It’s time to talk about data. If you read the news, you surely have seen the many promises of Big Data to solve business problems and make our lives easier. Yet, for many companies so far, the results have been few. Legacy processes and systems have sometimes been slow to keep up with advancements in technology. And many times, technology has been slow to keep up with everything that’s promised, as data of all sorts are collected but not really applied in an effective way.
We talk to lenders that are keenly interested in putting their data to better use — in making smarter lending decisions, in taking better care of their customers, and in rewarding their best-performing employees. And one of the biggest concerns we get is: can I really trust my data? What do I not know about my data that’s causing me to make poor decisions?
The short answer is that unless you’re using a centralized online solution to manage your construction portfolio and unless your team is following a consistent process for managing and reporting, there are likely places you can’t trust your data. In our experience, data issues come down to three types.
Sometimes the data lenders report on is just wrong, plain and simple. So they end up making decisions based on flawed assumptions. Without technology in place to prevent data inaccuracies, data quality errors are inevitable. If you don’t want to make the leap to using software to manage your construction portfolio, you should probably just get used to that fact.
By and large, the biggest source of data quality issues is simple human error. Loan officers are manually entering numbers into multiple systems, repeatedly, and manual work is guaranteed to create errors. That isn’t to say your people aren’t doing their best or paying full attention. It’s simply the nature of manual work without a built-in failsafe. Decimal points are missed and reports end up with incorrect information.
The second place data quality errors pop up is in historical reporting. Many lenders don’t have quality historical records and if they do, the data are a snapshot of various periods of time without any context. When forecasting business trends or trying to make high-level strategic decisions, data like that isn’t very helpful. Lenders need the ability to see trends over the long-term, trusting that the numbers they see are accurate.
Historically, construction loans have been managed in a very analog way — in stacks of file folders, with papers faxed or scanned and sent via email, and notes written along the margins of printed spreadsheets. All of that analog data and information is untrackable and unusable for creating effective data sets. Further, the information that is stored digitally is often in siloed systems that don’t talk to each other. Loan documents are stored in one folder, while draw requests sit in a separate queue, and disbursements are tracked in the core. It becomes impossible to see where a project sits at a glance and to successfully anticipate any issues that might pop up.
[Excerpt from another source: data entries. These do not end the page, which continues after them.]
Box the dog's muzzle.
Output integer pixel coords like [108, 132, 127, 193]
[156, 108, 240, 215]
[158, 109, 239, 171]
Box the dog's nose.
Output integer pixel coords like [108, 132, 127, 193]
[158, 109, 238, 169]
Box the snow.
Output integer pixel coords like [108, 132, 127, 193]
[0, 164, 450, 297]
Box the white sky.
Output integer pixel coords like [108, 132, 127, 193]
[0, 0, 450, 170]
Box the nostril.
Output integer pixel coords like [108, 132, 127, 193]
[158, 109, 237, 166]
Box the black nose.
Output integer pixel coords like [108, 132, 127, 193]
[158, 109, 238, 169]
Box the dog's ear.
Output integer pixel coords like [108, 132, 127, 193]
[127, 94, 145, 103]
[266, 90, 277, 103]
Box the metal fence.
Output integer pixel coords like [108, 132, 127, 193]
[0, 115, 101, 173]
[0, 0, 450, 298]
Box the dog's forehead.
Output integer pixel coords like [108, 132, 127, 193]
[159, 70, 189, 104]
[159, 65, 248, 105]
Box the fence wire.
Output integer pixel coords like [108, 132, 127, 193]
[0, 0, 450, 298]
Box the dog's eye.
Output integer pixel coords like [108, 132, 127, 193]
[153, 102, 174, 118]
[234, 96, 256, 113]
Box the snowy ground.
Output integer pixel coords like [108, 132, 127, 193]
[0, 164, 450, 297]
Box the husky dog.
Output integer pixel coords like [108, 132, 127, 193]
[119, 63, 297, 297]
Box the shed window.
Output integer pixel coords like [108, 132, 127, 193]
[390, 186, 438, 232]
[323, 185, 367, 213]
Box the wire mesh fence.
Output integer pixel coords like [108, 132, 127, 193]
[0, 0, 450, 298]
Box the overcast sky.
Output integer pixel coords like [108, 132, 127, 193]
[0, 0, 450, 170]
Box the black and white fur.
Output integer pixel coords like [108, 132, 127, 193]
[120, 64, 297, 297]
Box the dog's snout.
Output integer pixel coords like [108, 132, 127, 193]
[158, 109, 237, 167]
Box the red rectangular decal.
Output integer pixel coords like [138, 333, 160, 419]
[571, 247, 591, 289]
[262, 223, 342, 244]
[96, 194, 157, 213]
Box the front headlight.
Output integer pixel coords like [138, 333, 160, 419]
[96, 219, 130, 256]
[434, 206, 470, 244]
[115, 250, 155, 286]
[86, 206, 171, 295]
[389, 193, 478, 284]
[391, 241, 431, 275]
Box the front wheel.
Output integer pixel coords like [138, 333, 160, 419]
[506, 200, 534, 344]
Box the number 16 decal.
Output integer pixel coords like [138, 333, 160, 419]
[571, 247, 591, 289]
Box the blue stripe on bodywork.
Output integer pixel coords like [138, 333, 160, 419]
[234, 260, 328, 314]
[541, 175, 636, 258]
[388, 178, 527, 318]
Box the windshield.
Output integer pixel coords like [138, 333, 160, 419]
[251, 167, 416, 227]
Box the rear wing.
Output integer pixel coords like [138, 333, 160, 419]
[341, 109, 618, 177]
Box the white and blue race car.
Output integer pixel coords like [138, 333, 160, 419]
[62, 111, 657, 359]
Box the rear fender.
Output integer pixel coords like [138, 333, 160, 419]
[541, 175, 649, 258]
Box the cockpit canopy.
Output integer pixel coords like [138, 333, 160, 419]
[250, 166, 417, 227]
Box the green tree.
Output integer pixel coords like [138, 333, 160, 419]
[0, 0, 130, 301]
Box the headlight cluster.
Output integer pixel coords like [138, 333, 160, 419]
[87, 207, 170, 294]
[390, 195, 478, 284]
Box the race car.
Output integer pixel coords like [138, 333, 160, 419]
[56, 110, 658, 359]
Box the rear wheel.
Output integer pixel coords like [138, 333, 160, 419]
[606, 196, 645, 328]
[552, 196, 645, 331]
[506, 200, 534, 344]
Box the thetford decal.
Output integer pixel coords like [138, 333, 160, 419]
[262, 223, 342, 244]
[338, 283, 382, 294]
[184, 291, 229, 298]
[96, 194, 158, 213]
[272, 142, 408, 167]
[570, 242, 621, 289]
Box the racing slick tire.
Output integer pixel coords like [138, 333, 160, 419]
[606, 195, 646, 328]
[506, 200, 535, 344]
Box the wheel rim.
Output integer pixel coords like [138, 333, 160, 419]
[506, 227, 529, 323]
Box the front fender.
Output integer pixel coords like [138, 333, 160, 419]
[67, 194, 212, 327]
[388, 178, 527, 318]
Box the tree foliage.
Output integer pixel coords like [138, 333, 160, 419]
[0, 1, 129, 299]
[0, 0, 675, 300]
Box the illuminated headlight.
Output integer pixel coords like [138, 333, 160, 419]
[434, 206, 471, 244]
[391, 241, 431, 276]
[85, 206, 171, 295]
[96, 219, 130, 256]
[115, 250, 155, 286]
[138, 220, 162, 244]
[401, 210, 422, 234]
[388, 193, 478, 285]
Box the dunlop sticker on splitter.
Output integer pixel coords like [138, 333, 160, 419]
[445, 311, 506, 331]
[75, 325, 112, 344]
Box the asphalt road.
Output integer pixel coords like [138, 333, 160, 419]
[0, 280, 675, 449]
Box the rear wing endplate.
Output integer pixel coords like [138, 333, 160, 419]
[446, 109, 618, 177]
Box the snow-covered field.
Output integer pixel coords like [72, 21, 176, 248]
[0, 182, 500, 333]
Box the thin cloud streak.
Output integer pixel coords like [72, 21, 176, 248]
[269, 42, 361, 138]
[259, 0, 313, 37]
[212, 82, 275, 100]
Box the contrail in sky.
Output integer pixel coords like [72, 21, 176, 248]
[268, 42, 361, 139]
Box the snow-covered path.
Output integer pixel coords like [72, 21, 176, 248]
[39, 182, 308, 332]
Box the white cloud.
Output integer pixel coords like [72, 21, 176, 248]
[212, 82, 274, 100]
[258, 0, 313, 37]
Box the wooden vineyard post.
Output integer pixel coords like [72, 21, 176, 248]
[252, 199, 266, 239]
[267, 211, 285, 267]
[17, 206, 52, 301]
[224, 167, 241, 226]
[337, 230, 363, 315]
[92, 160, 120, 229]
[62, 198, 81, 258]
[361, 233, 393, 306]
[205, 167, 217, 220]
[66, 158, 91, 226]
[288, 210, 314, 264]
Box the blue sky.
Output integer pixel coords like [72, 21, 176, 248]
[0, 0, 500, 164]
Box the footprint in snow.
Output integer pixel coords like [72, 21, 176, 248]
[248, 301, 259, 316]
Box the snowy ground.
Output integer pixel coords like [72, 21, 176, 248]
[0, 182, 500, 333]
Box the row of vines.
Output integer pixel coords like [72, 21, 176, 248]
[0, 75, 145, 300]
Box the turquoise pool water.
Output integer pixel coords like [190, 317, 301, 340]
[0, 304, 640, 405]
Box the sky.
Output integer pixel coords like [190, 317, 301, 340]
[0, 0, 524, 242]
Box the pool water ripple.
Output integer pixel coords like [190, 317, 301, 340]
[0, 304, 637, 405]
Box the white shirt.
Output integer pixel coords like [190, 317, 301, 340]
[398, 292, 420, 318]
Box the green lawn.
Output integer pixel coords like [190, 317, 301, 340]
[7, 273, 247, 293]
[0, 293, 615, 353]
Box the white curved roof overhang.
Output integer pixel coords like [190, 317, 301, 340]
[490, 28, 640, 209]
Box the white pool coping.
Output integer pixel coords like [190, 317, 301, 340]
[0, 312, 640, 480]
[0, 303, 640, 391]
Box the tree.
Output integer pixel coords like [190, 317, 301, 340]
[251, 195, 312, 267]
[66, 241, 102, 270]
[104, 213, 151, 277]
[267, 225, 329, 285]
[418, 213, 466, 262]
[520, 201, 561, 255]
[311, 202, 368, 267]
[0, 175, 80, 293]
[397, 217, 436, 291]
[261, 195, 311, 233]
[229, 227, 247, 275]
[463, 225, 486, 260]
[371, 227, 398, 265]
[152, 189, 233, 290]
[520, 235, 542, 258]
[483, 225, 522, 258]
Once again, forward-thinking plans are difficult to make when lenders can’t see which projects, contractors, and geographies have given them the best results in the past or what might be a high-risk decision.
Lastly, when data isn’t easily visible, reports aren’t consistent, and fears of incorrect data are around, it can be easy to manipulate the data to create the conclusion we want. It’s human nature to want to prove our own hypotheses and have our reports prove that we’re right. But that doesn’t lead to good business decisions, especially when intact and accessible data tell us that our initial guess was wrong.
Smart lenders know to trust the numbers and are committed to building systems that get them the most accurate reporting and insights available. They are willing to test their own hypotheses and instead use the information they have to make better decisions going forward.
While many lenders might not be able to say confidently that they trust their data today, construction finance technology can provide ways for them to get quality, accessible data they can trust and use to improve their decisions going forward.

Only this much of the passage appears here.